Groundwater

Groundwater is the largest accessible source of freshwater on Earth and a vital lifeline for billions of people, particularly in arid and semi-arid regions. However, unsustainable extraction, weak governance and climate change are causing severe depletion of aquifers worldwide. Mismanagement leads to long-term water scarcity, declining groundwater quality and in many regions, permanent land subsidence (Famiglietti 2014).

Monitoring groundwater is challenging because aquifers are largely invisible. Space-based technologies such as GRACE and GRACE-FO provide tools to measure groundwater mass change at large scales, while radar interferometry (InSAR) detects land subsidence caused by overextraction. When combined with ground-based measurements, these space observations enable governments and communities to manage groundwater more sustainably (Rezaie Boroon and Fisher 2012; Gautam, Chandra, and Henry 2024).

When direct groundwater measurements are unavailable, surface indicators such as soil moisture, vegetation health, and evapotranspiration can reveal groundwater use. This is especially true in arid, permeable, or irrigated regions where shallow groundwater strongly influences crops and soil conditions.
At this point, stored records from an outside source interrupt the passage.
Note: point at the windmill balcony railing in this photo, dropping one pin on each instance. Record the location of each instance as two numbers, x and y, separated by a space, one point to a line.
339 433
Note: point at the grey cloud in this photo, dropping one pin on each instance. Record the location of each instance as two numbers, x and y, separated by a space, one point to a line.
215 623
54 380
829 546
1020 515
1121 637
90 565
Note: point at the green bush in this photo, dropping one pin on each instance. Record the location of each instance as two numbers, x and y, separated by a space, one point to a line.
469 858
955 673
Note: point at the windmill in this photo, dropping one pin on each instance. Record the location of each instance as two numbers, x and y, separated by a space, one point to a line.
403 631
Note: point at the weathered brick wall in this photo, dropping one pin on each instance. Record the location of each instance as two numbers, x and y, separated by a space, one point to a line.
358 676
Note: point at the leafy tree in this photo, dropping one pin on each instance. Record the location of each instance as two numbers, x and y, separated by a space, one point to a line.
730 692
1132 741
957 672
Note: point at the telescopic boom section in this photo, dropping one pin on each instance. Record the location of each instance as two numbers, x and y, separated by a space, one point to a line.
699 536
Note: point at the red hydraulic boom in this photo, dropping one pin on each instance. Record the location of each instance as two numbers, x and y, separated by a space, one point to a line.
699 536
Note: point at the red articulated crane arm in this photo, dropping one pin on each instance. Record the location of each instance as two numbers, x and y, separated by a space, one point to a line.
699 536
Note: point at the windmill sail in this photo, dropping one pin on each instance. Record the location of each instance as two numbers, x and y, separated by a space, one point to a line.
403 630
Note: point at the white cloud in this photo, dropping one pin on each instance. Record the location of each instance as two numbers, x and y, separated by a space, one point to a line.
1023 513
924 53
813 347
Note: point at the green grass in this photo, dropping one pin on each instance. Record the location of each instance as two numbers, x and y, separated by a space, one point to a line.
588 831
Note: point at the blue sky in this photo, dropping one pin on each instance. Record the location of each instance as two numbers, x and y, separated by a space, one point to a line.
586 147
While remote sensing does not measure extraction directly, high-resolution imagery (e.g., Landsat evapotranspiration data) can help infer groundwater dependence where surface water is limited. (Adams et al. 2022)
 

Space technologies to support managing water scarcity, drought and groundwater

Space technologies are the key to addressing the water-related challenges in relation to water scarcity, drought and groundwater. Uniquely, GRACE and GRACE-FO can observe mass changes in water storage (UNOOSA, 2023). In general, space technologies in combination with GIS can be used for detecting water stress in crops, assessing soil moisture, performing drought severity assessments and analysing land use changes.